DT – Dois especialmente. O primeiro a morte do vice-governador eleito da Paraíba, Raymundo Asforo, que era deputado federal, em que nós, aqui do Rio Grande do Sul fizemos uma terceira perícia, praticamente de desempate, porque existia a perícia feita pelo Instituto de Criminalística do Recife que dava um resultado, uma segunda perícia feita pelo Instituto Nacional de Criminalística, em Brasília, que dava um resultado divergente, e nós acabamos fazendo a terceira perícia que não coincidiu exatamente com nenhum dos dois, e que foi a perícia definitiva e conclusiva que foi usada dentro do processo, dentro do inquérito policial. Esse, pelo fato de envolver uma pessoa de projeção, que era um deputado federal bastante combativo e eleito vice-governador da Paraíba, junto com Tarcisio Burity, foi um caso que deu bastante repercussão em jornais de todo o País, aqui na Zero Hora e especialmente nos jornais de João Pessoa (Paraíba) que repercutiram muito essa perícia nossa.
E o segundo caso foi a participação que nós tivemos na segunda equipe que revisou e refez uma série de exames no caso da morte do PC Farias. E nós conseguimos fazer com que esse trabalho feito por dois médicos legistas, Dr. Genival e Dr.

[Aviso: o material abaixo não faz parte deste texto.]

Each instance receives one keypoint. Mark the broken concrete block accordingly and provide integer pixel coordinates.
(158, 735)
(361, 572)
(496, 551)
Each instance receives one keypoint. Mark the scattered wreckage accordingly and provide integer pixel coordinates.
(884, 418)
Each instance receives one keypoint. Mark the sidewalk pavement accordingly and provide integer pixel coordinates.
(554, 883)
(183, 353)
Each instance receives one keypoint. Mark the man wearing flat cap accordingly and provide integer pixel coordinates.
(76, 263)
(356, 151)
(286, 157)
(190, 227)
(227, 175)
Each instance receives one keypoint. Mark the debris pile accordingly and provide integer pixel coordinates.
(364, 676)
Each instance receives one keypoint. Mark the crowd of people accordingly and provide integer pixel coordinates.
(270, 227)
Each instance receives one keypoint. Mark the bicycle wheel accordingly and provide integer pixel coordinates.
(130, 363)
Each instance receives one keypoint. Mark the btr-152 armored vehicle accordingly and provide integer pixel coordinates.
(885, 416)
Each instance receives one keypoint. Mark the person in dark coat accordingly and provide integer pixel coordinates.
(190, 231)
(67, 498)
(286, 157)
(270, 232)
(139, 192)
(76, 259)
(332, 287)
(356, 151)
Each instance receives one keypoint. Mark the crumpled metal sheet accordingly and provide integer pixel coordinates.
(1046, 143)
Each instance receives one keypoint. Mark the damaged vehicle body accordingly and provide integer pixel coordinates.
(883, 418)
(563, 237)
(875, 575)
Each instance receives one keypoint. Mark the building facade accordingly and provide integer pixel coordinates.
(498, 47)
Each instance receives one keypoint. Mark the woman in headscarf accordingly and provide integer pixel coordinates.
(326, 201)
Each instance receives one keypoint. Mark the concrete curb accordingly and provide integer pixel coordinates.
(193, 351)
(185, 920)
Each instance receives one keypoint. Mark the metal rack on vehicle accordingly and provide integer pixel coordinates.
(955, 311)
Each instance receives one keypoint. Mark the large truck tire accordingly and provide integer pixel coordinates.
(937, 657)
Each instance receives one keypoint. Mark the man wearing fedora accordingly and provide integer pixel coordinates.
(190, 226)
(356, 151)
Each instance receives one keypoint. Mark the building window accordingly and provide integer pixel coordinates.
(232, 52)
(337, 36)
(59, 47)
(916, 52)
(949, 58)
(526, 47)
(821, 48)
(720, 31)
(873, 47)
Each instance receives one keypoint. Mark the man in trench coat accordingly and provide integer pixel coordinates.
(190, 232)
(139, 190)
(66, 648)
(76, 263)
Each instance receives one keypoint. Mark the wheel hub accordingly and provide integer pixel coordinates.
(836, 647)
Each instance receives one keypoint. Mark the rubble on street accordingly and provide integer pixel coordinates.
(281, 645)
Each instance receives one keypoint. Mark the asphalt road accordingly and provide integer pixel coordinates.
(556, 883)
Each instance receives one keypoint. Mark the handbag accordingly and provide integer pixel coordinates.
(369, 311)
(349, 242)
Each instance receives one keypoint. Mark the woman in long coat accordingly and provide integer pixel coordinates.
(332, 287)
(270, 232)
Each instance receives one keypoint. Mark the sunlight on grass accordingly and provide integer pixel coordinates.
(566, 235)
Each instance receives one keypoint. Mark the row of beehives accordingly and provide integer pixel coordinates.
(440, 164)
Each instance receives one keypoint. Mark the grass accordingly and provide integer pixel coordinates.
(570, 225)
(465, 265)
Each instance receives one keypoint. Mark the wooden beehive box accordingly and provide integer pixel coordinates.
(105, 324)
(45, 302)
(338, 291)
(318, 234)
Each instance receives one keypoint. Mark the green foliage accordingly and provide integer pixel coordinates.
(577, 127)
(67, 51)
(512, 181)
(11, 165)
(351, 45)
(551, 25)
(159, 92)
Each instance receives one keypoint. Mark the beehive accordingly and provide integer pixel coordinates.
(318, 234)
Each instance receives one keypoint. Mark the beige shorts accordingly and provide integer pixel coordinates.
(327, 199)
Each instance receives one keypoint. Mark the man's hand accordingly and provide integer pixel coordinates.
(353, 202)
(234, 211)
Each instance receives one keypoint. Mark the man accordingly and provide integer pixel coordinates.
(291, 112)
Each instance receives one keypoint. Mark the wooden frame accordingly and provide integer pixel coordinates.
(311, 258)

Manoel Muñoz com peritos e dois peritos criminalísticos, no caso aqui, representando o Rio Grande do Sul e o perito Nicolas, representando o estado de origem, essas perícias que nós fizemos prevaleceram sobre as perícias feitas, inclusive, pelo Dr. Badan Palhares, na Unicamp.
E foram as usadas para levar a júri os seguranças que estavam presentes no dia do fato, na noite do fato, na casa do PC Farias.
IGP – Que considerações o senhor faz a respeito do tema “preservação do local do crime”?
DT – A preservação do local, do delito, no caso do fato, do crime é essencial, porque lá começa toda e qualquer perícia. A própria perícia de balística eu costumo dizer que ela começa no local do fato que envolve o delito com arma de fogo ou munições. Porque um local não preservado corretamente, a maneira como é manipulada a arma, a maneira como são manipuladas as munições, cartuchos, estojos que estão no local, tudo isso pode ter uma conseqüência favorável ou desfavorável para tudo o que vier depois, inclusive para a perícia de balística posterior. A Polícia Militar que é quem, na maioria dos estados faz o isolamento do local, o trabalho deles é essencial, fundamental. Porque, se o perito não tem a certeza que os vestígios que ele vai observar que ele vai analisar na hora que chega no local, não são exatamente produzidos durante o evento, isso coloca o perito na dúvida e coloca em dúvida o trabalho da própria perícia.
IGP - Qual a importância, para a perícia oficial do RGS, a criação do Instituto Geral de Perícias , há 18 anos?
DT – A importância é ter dado uma autonomia administrativa, financeira e técnica para a perícia e para os peritos. Nós, quando éramos vinculados à Polícia Civil, no momento em que solicitávamos algum equipamento, algum material, esse equipamento, esse material vinha, se sobrasse verba que a

Polícia Civil recebia do Governo do Estado, sobrando verba era comprado, não sobrando verba não era comprado. Isso para dar só uma idéia da dependência que nós tínhamos de outros órgãos. Hoje o IGP tem condições de fazer o seu orçamento, sua previsão orçamentária, tem condições de fazer sua previsão de equipamentos, sua previsão de pessoal. E isso é um passo enorme para a autonomia da perícia. E para dar a garantia da isenção, da segurança para o cidadão do trabalho do perito.
IGP – Como o senhor avalia o reconhecimento da qualidade da perícia oficial gaúcha por parte dos próprios colegas de outros estados brasileiros?
DT – Durante várias décadas eu posso dizer, o estado do RGS foi visto, e se manteve isso, como sendo um dos estados que possui peritos com grande conhecimento, com grande dedicação, grande capacidade de realização de perícias, e não só isso... esses peritos, e continua hoje isso, são convidados para ministrarem inclusive cursos em diversos estados, em diversas áreas. Isso significa que esse perito é reconhecido pelos demais estados como um dos melhores, ou pelo menos um perito conhecedor do assunto. Isso dá uma representatividade para o estado do RGS dentro do Brasil.
IGP – E a carreira do perito Domingos Tocchetto como escritor, como transmissor de conhecimento?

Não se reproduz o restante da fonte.